A MISSA DO PRIMO BENÍCIO

— Será mais um dinheirinho para nos ajudar nas despesas da casa. — Mariana mostra a carta ao marido, recebida há três dias, voltando ao assunto que já tinham discutido, sem sucesso.

— Mas vai aumentar seu serviço. E a gente não conhece direito esse seu primo. Sem falar no racionamento de sal, açúcar, fica difícil até para fazer uma boa comida.

— Já lhe falei, é o filho mais velho da tia Rosária, que mora no Paraná. Está com problema de saúde, tem de mudar-se para o interior, o clima de São Paulo não é bom.

Benício chegou à pequena cidade numa tarde do verão de ’44. Desembarcou na estação da estrada de ferro e tomou um carro de praça que o levou à casa da prima, que ele nem conhecia direito. No bolso, o envelope com a carta do casal, concordando em recebê-lo em sua casa por alguns meses. Mediante módico pagamento de uma pensão, claro, que os tempos eram bicudos e o custo de vida subia a cada dia.

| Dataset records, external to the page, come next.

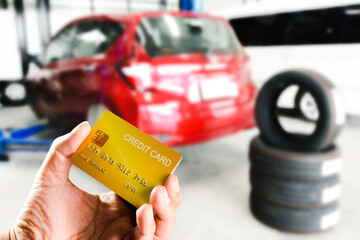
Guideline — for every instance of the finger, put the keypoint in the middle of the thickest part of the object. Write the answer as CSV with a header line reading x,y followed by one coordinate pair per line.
x,y
173,188
145,228
56,167
164,212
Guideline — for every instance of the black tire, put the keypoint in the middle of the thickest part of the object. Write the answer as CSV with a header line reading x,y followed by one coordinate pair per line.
x,y
291,219
294,192
294,165
330,106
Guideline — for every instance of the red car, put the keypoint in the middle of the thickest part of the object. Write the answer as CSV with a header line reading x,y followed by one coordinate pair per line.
x,y
181,77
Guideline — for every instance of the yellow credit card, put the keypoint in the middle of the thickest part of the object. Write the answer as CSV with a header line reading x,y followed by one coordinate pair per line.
x,y
125,159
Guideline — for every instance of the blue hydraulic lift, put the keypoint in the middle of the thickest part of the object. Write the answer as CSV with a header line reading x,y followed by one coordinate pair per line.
x,y
20,140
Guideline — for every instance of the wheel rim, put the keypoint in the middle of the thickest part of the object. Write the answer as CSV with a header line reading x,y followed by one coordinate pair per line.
x,y
309,107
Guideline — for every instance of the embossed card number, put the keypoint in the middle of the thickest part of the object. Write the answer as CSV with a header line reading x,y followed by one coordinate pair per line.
x,y
125,159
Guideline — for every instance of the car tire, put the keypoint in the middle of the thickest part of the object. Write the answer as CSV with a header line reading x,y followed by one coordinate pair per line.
x,y
295,193
293,219
95,111
294,165
328,101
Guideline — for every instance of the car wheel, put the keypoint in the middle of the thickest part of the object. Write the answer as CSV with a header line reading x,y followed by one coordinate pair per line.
x,y
295,193
331,113
294,219
294,165
95,112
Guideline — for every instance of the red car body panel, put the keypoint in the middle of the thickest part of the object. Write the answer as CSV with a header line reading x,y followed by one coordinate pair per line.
x,y
169,98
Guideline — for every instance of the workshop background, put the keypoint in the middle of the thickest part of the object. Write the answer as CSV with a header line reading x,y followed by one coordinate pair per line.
x,y
214,171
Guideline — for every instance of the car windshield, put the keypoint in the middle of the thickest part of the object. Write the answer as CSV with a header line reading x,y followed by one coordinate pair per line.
x,y
167,34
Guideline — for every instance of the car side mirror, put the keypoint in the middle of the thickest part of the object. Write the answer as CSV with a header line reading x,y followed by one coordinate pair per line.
x,y
140,52
13,93
36,59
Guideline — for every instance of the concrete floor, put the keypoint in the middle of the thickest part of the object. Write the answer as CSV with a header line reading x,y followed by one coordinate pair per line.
x,y
214,180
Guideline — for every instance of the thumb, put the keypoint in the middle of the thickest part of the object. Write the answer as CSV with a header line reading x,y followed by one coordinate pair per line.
x,y
56,166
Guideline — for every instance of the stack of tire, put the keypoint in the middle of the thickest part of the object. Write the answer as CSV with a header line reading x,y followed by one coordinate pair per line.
x,y
295,177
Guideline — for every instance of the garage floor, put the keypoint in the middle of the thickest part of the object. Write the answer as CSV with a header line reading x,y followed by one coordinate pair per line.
x,y
214,180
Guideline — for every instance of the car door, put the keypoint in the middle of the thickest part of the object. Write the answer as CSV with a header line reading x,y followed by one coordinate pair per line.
x,y
57,51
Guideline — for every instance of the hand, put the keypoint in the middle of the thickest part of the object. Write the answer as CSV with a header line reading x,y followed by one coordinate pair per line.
x,y
57,209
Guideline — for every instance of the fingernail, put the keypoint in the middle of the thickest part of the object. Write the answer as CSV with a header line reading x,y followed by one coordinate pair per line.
x,y
151,212
166,196
175,184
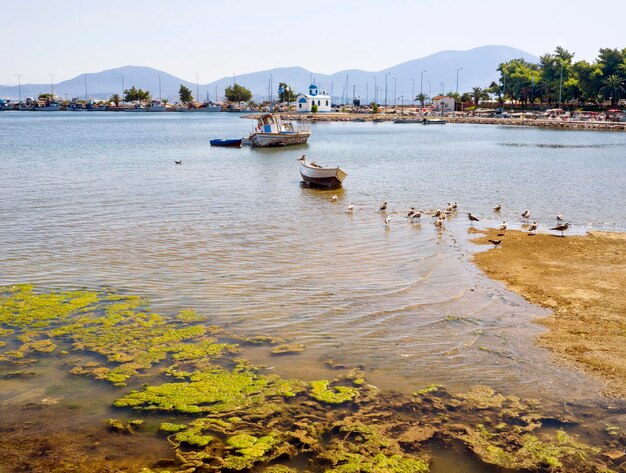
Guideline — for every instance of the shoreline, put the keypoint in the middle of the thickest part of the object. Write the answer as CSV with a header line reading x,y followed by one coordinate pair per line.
x,y
539,123
581,280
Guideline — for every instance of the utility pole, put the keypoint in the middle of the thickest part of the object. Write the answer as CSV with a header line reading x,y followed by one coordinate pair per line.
x,y
386,87
19,85
197,88
561,84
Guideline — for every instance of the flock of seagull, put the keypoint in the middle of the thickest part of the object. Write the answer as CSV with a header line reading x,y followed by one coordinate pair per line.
x,y
451,208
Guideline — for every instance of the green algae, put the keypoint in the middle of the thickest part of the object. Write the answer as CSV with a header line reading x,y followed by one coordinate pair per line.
x,y
335,395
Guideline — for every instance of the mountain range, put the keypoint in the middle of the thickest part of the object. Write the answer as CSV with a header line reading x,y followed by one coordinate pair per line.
x,y
476,67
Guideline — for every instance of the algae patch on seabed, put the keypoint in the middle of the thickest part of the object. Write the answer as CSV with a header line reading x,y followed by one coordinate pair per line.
x,y
227,415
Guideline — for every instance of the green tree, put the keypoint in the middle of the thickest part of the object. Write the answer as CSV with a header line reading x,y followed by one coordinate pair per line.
x,y
613,88
184,93
133,94
421,98
237,93
287,94
478,94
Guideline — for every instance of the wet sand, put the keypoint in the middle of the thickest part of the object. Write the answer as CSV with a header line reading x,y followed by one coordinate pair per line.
x,y
582,280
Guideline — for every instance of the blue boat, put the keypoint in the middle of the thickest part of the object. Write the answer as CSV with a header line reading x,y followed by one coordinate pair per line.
x,y
227,143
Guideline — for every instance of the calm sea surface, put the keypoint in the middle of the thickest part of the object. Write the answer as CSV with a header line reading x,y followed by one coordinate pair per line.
x,y
95,200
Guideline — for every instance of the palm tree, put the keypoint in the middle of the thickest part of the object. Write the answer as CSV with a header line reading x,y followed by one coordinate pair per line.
x,y
613,87
478,94
421,98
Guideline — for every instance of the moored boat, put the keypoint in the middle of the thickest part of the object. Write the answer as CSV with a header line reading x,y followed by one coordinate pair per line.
x,y
321,176
271,130
232,143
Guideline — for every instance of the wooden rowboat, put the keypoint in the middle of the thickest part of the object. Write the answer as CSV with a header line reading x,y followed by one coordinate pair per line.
x,y
320,176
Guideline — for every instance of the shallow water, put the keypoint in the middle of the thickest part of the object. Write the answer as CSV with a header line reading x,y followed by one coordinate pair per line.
x,y
95,200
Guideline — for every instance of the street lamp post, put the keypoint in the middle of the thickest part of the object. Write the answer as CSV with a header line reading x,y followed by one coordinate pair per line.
x,y
375,91
19,85
386,87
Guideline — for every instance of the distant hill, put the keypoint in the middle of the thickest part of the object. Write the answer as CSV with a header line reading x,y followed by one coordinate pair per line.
x,y
479,69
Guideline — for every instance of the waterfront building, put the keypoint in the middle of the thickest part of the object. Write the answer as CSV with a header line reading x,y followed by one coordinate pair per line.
x,y
305,101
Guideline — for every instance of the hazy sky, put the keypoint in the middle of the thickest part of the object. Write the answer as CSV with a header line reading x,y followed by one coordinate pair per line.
x,y
217,38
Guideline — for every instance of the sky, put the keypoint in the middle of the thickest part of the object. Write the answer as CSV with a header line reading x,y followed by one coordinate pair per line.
x,y
216,38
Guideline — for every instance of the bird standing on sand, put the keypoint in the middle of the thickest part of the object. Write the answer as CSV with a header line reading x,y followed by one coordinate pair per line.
x,y
561,228
472,218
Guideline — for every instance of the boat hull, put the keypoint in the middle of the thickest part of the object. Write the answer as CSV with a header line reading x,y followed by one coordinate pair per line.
x,y
328,178
266,140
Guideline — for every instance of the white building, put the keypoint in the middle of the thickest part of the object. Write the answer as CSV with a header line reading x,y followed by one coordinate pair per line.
x,y
443,103
304,102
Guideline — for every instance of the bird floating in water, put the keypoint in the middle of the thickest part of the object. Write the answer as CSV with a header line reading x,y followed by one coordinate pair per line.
x,y
472,218
561,228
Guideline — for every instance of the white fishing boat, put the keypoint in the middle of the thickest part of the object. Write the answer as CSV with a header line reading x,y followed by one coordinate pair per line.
x,y
316,175
271,130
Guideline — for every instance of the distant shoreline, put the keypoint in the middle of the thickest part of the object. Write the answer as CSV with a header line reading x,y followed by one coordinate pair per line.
x,y
540,123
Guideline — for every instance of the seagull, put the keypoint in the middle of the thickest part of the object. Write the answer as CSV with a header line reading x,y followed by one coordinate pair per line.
x,y
561,228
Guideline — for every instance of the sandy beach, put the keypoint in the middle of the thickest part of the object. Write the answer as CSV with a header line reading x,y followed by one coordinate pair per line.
x,y
582,280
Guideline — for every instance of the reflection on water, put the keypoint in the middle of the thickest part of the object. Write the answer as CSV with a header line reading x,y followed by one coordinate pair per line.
x,y
93,201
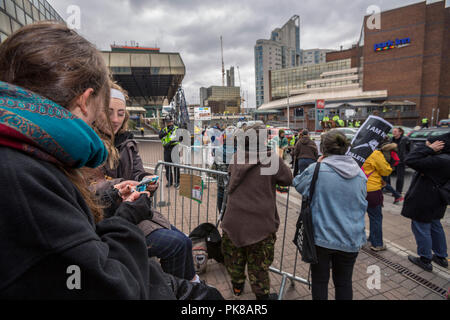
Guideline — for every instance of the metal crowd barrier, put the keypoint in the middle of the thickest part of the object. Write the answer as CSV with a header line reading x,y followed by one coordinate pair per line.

Funcionário do Banco da Lavoura, trabalhava na grande cidade há anos. Conseguiu transferência para o interior por motivo de saúde: o clima úmido da capital não lhe fazia bem, tinha constantes ataques de asma. O melhor tratamento era ir morar num lugar de ares favoráveis. São Roque da Serra era ideal, encravada nas montanhas de Minas, na altitude de quase mil metros, com ar seco e puro.

— Este é o seu quarto: recebe sol de manhã, é fresco à tarde. Fica perto da porta de entrada, o senhor fica à vontade para entrar e sair. — Mariana recebe o primo, esforçando-se por agradar. — A comida é caseira, mas tenho certeza de que o senhor vai gostar.

— Por favor, não me chame de senhor.

— Desculpe, é o costume. Fique à vontade, estou preparando o jantar — esfrega as mãos no avental, num sestro que denotava respeito e humildade, e afasta-se na direção da cozinha.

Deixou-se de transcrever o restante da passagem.